In a general conference address titled “A Chosen Generation,” President Gordon B. Hinckley said about the young people of the Church:
“I regard you as the finest generation in the history of the Church. I compliment you, and I have in my heart a great feeling of love and respect and appreciation for you. “Each time I have stood before such a group, there has come into my mind the great and prophetic statement made by Peter of old. Said he: ‘Ye are a chosen generation, a royal priesthood, an holy nation, a peculiar people; that ye should shew forth the praises of him who hath called you out of darkness into his marvellous light’ (1 Pet. 2:9).’”
That was in 1993.
In a more recent address, this one given to the youth of the Church in a 2018 devotional, President Russell M. Nelson said, “My beloved younger brothers and sisters, you are among the best the Lord has ever sent to this world. You have the capacity to be smarter and wiser and have more impact on the world than any previous generation!”
The more than 20-year gap between the two talks begs the question: Who is counted among this chosen generation that Peter foretold? Seemingly every youth born in this final dispensation, at least in recent memory, has been given some variation of this call to the work.
But maybe that isn’t the right question. The people living in 1993 had more opportunity to gather Israel than any generation before them, and the same is true for those in the Church today.
We are best suited to face the rigors of our days while on this earth. A chosen generation is not mutually exclusive to one literal generation; rather, it is a title earned by all those who worthily labor in the Lord’s vineyard in these last days. We each have a mission while on this earth, and if we remain worthy, every person has been chosen to do a part of the work.
In an exciting blend of opportunity and necessity, certain spirits were withheld from their mortal existence until now.

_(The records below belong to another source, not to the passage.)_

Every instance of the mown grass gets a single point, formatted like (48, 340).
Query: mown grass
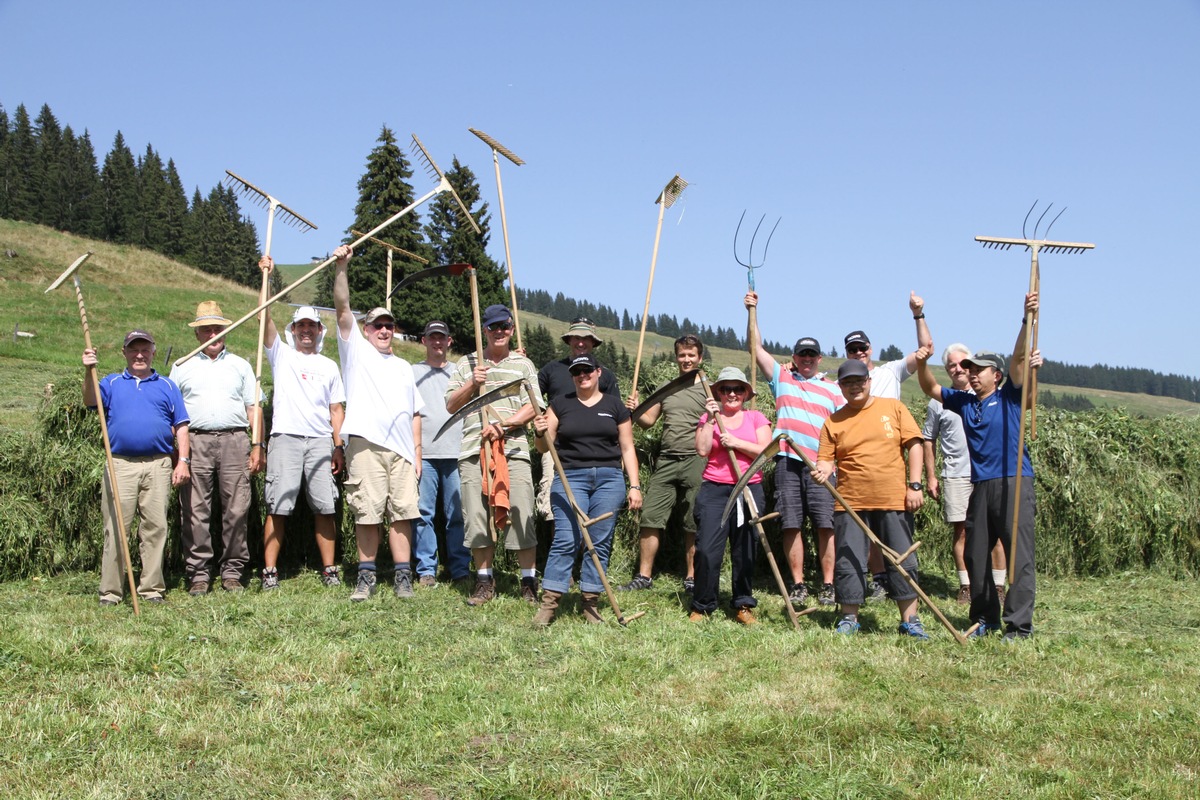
(301, 693)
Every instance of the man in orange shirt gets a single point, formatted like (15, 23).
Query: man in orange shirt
(865, 444)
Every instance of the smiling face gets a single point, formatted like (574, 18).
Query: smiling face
(807, 362)
(205, 334)
(379, 334)
(139, 358)
(305, 334)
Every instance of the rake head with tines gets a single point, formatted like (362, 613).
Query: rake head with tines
(390, 246)
(264, 200)
(497, 146)
(672, 191)
(436, 173)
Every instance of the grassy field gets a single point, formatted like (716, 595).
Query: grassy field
(300, 693)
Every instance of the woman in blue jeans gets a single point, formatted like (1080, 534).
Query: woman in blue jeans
(594, 438)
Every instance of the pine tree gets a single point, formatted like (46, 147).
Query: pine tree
(383, 191)
(119, 184)
(19, 179)
(454, 241)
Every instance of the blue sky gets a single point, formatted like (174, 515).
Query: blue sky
(886, 134)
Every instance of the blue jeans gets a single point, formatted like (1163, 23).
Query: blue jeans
(598, 489)
(439, 474)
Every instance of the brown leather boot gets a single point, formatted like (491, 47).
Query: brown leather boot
(588, 608)
(545, 614)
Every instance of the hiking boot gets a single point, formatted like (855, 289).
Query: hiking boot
(545, 614)
(915, 629)
(588, 608)
(402, 583)
(745, 617)
(485, 590)
(983, 631)
(365, 587)
(639, 582)
(876, 591)
(529, 590)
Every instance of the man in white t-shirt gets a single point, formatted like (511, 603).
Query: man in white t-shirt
(306, 440)
(383, 431)
(886, 379)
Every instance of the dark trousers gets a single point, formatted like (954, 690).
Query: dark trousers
(990, 519)
(711, 537)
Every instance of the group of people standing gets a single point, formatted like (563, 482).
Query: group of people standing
(375, 422)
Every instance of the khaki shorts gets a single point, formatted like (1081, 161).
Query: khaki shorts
(522, 533)
(955, 497)
(381, 486)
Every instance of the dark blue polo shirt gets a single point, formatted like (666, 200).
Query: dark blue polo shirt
(142, 414)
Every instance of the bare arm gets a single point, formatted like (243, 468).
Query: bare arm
(342, 293)
(765, 360)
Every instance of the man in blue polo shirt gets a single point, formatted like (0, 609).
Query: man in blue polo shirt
(145, 416)
(991, 421)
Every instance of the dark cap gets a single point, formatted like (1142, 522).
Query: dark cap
(587, 360)
(496, 313)
(376, 314)
(133, 336)
(985, 359)
(807, 343)
(857, 336)
(852, 368)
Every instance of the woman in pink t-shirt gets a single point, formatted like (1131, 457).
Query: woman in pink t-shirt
(747, 432)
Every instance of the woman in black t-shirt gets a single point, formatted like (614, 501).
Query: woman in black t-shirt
(594, 439)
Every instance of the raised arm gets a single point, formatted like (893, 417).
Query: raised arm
(1017, 364)
(342, 292)
(917, 306)
(763, 359)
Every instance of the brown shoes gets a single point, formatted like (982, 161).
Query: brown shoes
(745, 615)
(485, 590)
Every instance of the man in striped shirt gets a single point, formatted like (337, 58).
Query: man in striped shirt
(804, 400)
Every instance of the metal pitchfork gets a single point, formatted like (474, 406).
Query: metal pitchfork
(501, 150)
(391, 248)
(1030, 392)
(753, 325)
(291, 217)
(443, 186)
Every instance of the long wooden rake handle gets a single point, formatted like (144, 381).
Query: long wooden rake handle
(888, 553)
(120, 531)
(444, 186)
(757, 519)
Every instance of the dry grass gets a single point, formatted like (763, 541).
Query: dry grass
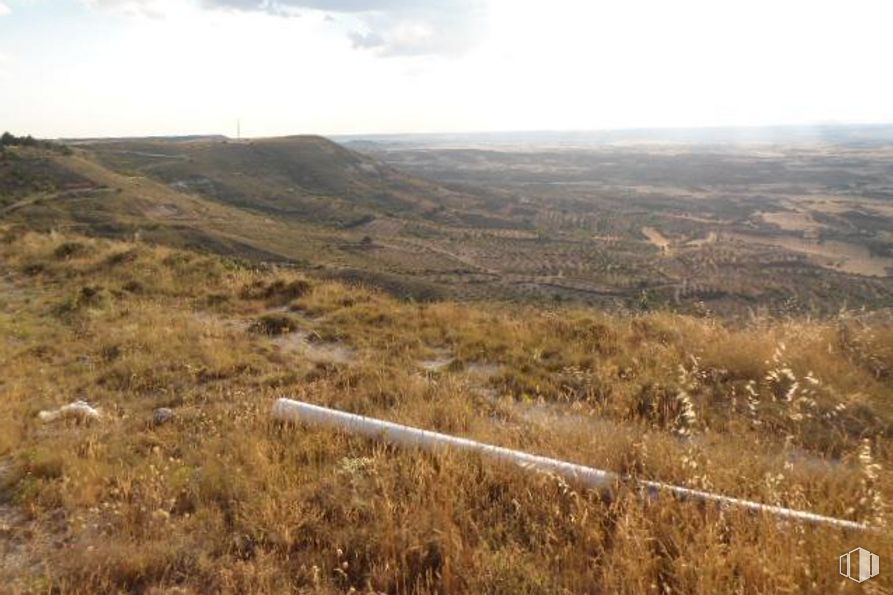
(223, 500)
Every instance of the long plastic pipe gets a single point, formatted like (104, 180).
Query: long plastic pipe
(297, 411)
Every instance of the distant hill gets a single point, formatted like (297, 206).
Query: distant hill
(305, 177)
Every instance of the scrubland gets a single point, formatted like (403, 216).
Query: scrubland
(222, 499)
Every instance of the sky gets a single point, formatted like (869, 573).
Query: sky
(84, 68)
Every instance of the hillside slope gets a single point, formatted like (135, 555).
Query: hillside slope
(306, 177)
(220, 499)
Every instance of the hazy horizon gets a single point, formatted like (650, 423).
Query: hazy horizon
(111, 68)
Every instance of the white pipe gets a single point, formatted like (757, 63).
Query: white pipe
(296, 411)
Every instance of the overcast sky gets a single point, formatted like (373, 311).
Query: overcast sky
(138, 67)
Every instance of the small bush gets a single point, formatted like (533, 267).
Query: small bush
(69, 250)
(275, 324)
(279, 290)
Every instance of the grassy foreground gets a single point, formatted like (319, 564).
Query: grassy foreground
(221, 499)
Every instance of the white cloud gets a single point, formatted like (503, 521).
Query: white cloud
(388, 27)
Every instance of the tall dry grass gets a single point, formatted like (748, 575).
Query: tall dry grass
(221, 499)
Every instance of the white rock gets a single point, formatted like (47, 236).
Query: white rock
(78, 410)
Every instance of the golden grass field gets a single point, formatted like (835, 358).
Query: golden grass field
(221, 499)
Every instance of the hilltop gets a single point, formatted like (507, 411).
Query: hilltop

“Our Heavenly Father has reserved many of His most noble spirits—perhaps, I might say, His finest team—for this final phase. Those noble spirits—those finest players, those heroes—are you,” President Nelson said in the same worldwide youth devotional.
And one doesn't have to look far to see the hastening of the Lord’s work. From the building of new temples to the lowering of the minimum missionary age to the advent of new technologies, all are presenting today’s faithful with opportunities to gather the Lord’s people in a way unequaled in the history of the world.
“My dear young brothers and sisters, these surely are the latter days, and the Lord is hastening His work to gather Israel. That gathering is the most important thing taking importance, nothing else compares in majesty. And if you choose to, if you want to, you can be a big part of it. You can be a big part of something big, something grand, something majestic,” President Nelson said.
Many Are Called, but Few Are Chosen
However, being a member of the Church does not mean automatic inclusion among "the chosen," either. We are told numerous times throughout the scriptures that many are called, but few are chosen. In his devotional, President Nelson extended an invitation to the youth of the Church, not a promise:
“Are you willing to enlist in the youth battalion of the Lord to help gather Israel? Please think about it. Don’t answer just yet.”
While we might have new tools and capacity to give to the Lord's work, we are also tempted by the most insidious wickedness the world has ever known.
“In many ways the world today is more challenging than it was 13 years ago. Our young men and young women have many more distractions to sidetrack them in their preparations for both a mission and a future happy life,” said Elder M. Russell Ballard in a 2015 conference address. “Technology has expanded, and almost everyone has access to handheld devices that can capture the attention of the human family of God for both great good and unconscionable ill.”
However, we are also extremely blessed by the luxuries of today, many of which enable the hastening of the work:
"We today enjoy more of comfort, more of opportunity, more of the blessings of science and research than any generation in the history of the earth," President Nelson said. "There has been more of scientific discovery in my lifetime than in all the previous years of the history of mankind. I do not know why I have been so blessed as to have been born in this favored season. But I am grateful, profoundly grateful. I hope that you are also."
We—all of us—must qualify to be a part of this chosen generation; the designation has less to do with age and more with how we commit ourselves to God’s work.
Regarding the scripture found in D&C 121:34-35, Elder David A. Bednar said in an April 2005 conference talk:
"God does not have a list of favorites to which we must hope our names will someday be added. He does not limit 'the chosen' to a restricted few. Rather, it is our hearts and our aspirations and our obedience which definitively determine whether we are counted as one of God's chosen."